Findings by a collaboration that included researchers at Oregon State University, the National Cancer Institute, the Frederick National Laboratory for Cancer Research and the University of Pittsburgh were published today in Nature Medicine.
The research is a key step forward in the fight against multiple types of cancer including melanoma, the most deadly form of skin cancer, said Andrey Morgun of the OSU College of Pharmacy.
“Our findings shed new light on the highly complicated interaction between the gut microbiome and cancer immunotherapy response and set a course for future studies,” he said.

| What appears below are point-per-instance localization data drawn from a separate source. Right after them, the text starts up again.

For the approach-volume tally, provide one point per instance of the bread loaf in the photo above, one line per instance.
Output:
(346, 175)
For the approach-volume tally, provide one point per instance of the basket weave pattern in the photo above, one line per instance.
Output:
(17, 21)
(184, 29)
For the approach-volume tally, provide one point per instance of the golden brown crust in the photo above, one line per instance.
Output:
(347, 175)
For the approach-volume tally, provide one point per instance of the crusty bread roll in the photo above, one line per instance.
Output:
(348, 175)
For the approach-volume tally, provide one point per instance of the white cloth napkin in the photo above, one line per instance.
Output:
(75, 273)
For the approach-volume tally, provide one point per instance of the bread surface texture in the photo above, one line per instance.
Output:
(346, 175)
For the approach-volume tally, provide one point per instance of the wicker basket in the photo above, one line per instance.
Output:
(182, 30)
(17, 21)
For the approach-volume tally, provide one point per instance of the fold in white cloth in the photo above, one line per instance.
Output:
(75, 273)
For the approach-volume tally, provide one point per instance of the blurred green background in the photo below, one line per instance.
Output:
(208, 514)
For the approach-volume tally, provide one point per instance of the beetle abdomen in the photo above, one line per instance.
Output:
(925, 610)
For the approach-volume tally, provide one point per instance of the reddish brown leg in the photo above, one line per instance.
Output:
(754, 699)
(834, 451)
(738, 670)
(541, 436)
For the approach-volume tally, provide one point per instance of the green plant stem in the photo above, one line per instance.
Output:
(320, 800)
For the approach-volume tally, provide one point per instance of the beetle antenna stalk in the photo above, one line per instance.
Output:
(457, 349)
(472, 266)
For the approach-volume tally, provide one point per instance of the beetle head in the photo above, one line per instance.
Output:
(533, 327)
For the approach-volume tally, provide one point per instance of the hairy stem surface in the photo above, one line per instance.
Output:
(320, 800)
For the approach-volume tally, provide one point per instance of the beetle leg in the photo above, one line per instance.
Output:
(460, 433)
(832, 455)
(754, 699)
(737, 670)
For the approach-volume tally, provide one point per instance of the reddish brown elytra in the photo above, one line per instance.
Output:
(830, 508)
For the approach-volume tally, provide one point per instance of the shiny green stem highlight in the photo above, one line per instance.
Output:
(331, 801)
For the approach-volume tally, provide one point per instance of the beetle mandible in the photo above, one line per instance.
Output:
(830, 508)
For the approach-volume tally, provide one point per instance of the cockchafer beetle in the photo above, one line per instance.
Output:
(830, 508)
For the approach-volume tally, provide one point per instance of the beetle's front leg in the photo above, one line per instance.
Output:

Nationwide, melanoma is the fifth-most common cancer. Roughly 100,000 new melanoma cases will be diagnosed in the United States in the coming year, and more than 7,000 of those patients are expected to die, according to the American Cancer Society.
One of the most aggressive cancers, melanoma kills by metastasizing, or spreading, to other organs such as the liver, lungs and brain.
The new study involves a therapeutic technique called immune checkpoint blockade, often referred to by its initials of ICB, which has revolutionized treatment of melanoma and cancer in general.
ICB therapy relies on inhibitor drugs that block proteins called checkpoints that are produced by certain immune system cells – T cells, for example – and also by some cancer cells.
Checkpoints help prevent immune responses from being too strong, but sometimes that means keeping T cells from killing cancer cells. Thus, when the checkpoints are blocked, T cells can do a better job of killing cancer cells.
ICB has been a “game-changer” in cancer therapy, Morgun said, and multiple studies have shown patients’ gut microbes play a role in how well a patient responds. The human gut microbiome is a complex community of more than 10 trillion microbial cells representing roughly 1,000 different bacterial species.
Morgun and collaborators looked at data from multiple cohorts of melanoma patients receiving a type of ICB known as anti-programmed cell death protein therapy, abbreviated to anti-PD-1 therapy.
Among other methods, they used a computer modeling technique, transkingdom network analysis, invented by Morgun and Natalia Shulzhenko of Oregon State’s Carlson College of Veterinary Medicine, to determine which bacteria were associated with better or worse responses to the treatment.
“We established multiple microbiotypes and some of them were clearly correlated with response to cancer immunotherapy,” Morgun said. “Two microbial signatures – one comparatively heavy with Lachnospiraceae species, the other comparatively heavy with Streptococcaceae species – were connected to favorable and unfavorable clinical response, respectively.”
The results also suggest that about a year after treatment begins the gut microbiota become a dominant factor in response to therapy, and that the microbes that detract from therapy seem to play a bigger role than the ones that enhance therapy, he added.
Amiran Dzutsev and Giorgio Trinchieri of the National Cancer Institute and Hassane Zarour of the University of Pittsburgh are the corresponding authors on the study, which was supported by the National Institutes of Health and the National Cancer Institute.